In a test in humans, the antibody cetuximab proved to be safe and feasible for infrared (IR) fluorescence imaging of tumors during brain surgery. The study, conducted by researchers at the Stanford University School of Medicine (Stanford, CA), shows that the antibody-based IR fluorescence imaging can specifically distinguish cancer from normal tissue in patients with glioblastoma.
Infrared fluorescence imaging is often used to map lymphatic and blood flow in patients during surgery. In this setting, use of the fluorescent molecule attached to an antibody can specifically target cancer cells and makes them visible when illuminated by a camera during an operation.
Cetuximab is a monoclonal antibody that binds to epidermal growth factor receptor (EGFR), a protein that appears on the surfaces of cancer cells at abnormally high levels. Because of its ability to inhibit EGFR, the antibody has been approved by the U.S. FDA for the treatment of head and neck primary cancer and colorectal metastases.
The research team tested the ability of IR fluorescence imaging using fluorescently labeled cetuximab to identify cancerous tissue in three patients undergoing an operation to remove a glioblastoma tumor, the most common malignant brain tumor in adults. It is an aggressive and often fatal brain tumor. Maximal surgical resection of glioblastoma is complicated by the diffuse, invasive nature of the tumors, according to the study.
"The tumor strays into normal brain tissue, and its edges are incredibly difficult to see. If surgeons can specifically identify the extent of the tumors, they may be able to remove more cancerous tissue, and this more complete resection of tumors tends to correlate with better progression-free survival," says Eben L. Rosenthal, MD, FACS, principal author of the study and medical director of the Stanford Cancer Center.
In the study, three patients with glioblastoma were injected with either a high dose (100 mg) or low dose (50 mg) of cetuximab-IRDye800 two to five days before surgery. Intraoperative imaging using near-IR cameras could clearly identify tumor relative to the normal brain tissue. Resected tumor and normal tissue was also imaged prior to pathological processing so that fluorescence intensity could be correlated directly with histology. Tumor-to-background ratios were calculated based on the difference in intensity of fluorescence between tumor and normal tissue.
The technique was highly specific for detecting tumor tissue in patients; normal tissue produced minimal fluorescence. Tumor-to-background ratios were nearly three times higher in tumor tissue than in a normal brain. The 100 mg dose of cetuximab dye produced significantly higher tumor-to-background fluorescence than the lower dose, and it allowed detection of as small as 10 mg of tumor tissue in the closed setting.
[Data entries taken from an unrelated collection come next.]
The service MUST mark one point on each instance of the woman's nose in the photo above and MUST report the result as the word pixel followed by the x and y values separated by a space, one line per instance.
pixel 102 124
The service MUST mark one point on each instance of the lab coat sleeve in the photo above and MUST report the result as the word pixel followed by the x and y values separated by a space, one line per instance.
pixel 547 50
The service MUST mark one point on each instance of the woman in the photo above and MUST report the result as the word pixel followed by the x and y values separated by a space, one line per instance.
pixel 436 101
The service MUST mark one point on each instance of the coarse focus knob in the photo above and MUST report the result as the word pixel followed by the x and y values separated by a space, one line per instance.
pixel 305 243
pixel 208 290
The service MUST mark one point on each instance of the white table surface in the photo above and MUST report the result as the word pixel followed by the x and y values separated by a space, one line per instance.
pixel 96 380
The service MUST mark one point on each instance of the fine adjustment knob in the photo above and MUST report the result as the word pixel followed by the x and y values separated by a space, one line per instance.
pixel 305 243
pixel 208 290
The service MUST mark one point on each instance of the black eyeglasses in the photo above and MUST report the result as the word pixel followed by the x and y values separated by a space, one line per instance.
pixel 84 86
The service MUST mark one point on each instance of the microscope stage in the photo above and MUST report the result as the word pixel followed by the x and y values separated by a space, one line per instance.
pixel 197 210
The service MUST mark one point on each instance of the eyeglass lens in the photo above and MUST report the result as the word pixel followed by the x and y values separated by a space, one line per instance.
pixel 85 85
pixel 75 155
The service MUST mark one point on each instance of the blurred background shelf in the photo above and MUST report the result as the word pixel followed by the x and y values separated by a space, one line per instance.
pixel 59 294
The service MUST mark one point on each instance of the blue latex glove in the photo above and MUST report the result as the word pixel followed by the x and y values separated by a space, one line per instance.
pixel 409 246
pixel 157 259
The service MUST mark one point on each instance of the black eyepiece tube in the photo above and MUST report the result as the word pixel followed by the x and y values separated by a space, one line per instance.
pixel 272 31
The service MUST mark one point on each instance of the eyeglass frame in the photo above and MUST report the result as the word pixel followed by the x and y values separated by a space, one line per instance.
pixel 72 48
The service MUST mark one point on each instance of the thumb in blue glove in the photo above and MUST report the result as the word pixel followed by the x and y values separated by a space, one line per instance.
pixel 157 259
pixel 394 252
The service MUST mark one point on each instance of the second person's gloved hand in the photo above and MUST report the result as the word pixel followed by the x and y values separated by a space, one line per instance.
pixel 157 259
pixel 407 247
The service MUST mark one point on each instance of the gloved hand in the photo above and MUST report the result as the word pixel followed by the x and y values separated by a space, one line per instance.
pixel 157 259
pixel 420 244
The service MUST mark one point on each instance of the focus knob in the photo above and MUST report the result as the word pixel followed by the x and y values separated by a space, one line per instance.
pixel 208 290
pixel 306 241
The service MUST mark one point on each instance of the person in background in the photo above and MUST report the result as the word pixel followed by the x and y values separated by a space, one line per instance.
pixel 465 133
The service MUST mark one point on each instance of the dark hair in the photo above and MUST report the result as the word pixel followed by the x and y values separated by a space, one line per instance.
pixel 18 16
"The study is interesting for two reasons. First, we show that the antibodies can be used for imaging the brain. It remains controversial whether antibodies can penetrate the brain because of the blood brain barrier. Our study shows that this antibody not only passes through tumor and disrupts blood brain barrier, it also highly specifically binds to brain tumor. Secondly, it represents an opportunity for surgeons to visualize brain tumors more clearly while they are operating," Rosenthal explains.
The study also makes use of an antibody and an operative imaging technique that are already being used widely in patients. The antibody cetuximab has been approved for treating patients with cancer. The imaging devices in the study are standard equipment in operating rooms.
The research team's findings were presented at the American College of Surgeons Clinical Congress 2017, held October 22-26 in San Diego, CA. Details of the work also appear in the journal JAMA Oncology.